DAVID MEERMAN SCOTT: It got people to be very supportive of the space program. We wouldn’t have just been able to say, “Okay. We want to spend billions of dollars. We want to spend, you know, 4% of our national budget to go to the moon for the next 10 years.” Now that doesn’t mean everyone supported it, but the public support was, was pretty essential.
NARRATION: Public opinion polls from the 1960s show that the majority of Americans approved of project Apollo, but the nation was deeply divided over the cost of the program.
MATT TRIBBE (AUTHOR, “NO REQUIEM FOR THE SPACE AGE”): There are some polls at the exact moment of the moon landing, right when the country is watching it and people are excited about it that suggest that a very small majority of Americans at that point thought it was worth it.
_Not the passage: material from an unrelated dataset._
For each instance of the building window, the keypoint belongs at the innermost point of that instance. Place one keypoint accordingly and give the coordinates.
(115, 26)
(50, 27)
NARRATION: But holding the public’s interest after Apollo 11 was difficult.
MATT TRIBBE: I think we cast a nostalgic glow on it because even at the time people were looking for something hopeful, something optimistic. But it doesn’t begin a true space age where we’re actually settling in space.
DAVID MEERMAN SCOTT: NASA did a fabulous job of pointing people towards this audacious goal. But once that goal was achieved, it was less popular a program to just do it again.
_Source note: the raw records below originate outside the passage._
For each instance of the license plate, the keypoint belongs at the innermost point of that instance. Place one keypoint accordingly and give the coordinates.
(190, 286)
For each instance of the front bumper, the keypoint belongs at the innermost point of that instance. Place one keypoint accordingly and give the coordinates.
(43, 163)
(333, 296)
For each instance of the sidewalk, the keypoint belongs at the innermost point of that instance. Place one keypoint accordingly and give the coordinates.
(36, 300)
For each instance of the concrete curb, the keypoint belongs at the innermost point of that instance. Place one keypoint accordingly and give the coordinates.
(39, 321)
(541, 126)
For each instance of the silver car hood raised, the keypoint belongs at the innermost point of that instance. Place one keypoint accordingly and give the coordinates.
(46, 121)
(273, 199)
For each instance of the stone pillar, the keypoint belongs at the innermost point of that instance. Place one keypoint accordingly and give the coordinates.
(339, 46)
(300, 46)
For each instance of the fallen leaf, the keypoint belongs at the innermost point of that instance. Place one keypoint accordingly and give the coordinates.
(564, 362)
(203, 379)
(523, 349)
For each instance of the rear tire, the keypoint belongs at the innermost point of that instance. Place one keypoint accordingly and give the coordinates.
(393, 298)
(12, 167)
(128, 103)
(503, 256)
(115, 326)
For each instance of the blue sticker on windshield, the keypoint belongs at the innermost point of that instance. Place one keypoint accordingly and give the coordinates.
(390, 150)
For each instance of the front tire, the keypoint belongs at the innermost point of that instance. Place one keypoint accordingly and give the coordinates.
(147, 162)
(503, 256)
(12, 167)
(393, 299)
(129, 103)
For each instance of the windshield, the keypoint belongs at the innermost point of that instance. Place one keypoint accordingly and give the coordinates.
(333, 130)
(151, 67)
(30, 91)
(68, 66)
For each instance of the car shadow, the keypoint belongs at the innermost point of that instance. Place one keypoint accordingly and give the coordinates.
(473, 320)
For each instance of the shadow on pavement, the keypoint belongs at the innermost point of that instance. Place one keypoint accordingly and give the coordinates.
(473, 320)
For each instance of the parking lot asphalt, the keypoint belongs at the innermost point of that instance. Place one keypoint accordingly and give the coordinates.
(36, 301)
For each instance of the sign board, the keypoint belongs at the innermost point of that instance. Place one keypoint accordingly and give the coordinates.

MATT TRIBBE: What many Americans don’t remember is that the last three planned Apollo missions were actually cancelled.
NARRATION: Today, NASA is using new tools to communicate its mission to the public. And private companies are now marketing their own plans for space exploration.
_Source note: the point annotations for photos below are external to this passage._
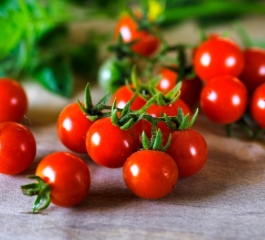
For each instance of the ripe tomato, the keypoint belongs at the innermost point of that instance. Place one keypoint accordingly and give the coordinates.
(224, 99)
(150, 174)
(218, 56)
(67, 175)
(170, 110)
(17, 148)
(108, 145)
(257, 105)
(72, 127)
(190, 88)
(189, 150)
(146, 44)
(253, 73)
(123, 95)
(13, 101)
ARCHIVAL (JEFF BEZOS, BLUE ORIGIN PRESENTATION, 5-9-19):
JEFF BEZOS: Let me show you something. This is Blue Moon, an incredible vehicle and it’s going to the Moon.
MATT TRIBBE: I don’t know if going back to the Moon is going to garner much excitement. I don’t know if ultimately sending people to Mars is going to garner enough excitement to fund it unless there is that question of, can we truly learn something about ourselves from Mars? Not about the Earth. Not about the geology of Mars. Can we truly learn something about life and where we fit into the bigger picture?
DAVID MEERMAN SCOTT: It’s always about storytelling. The best marketers on the planet are able to tell stories. And that’s what’s important for space travel going forward is, you need to rekindle our imagination.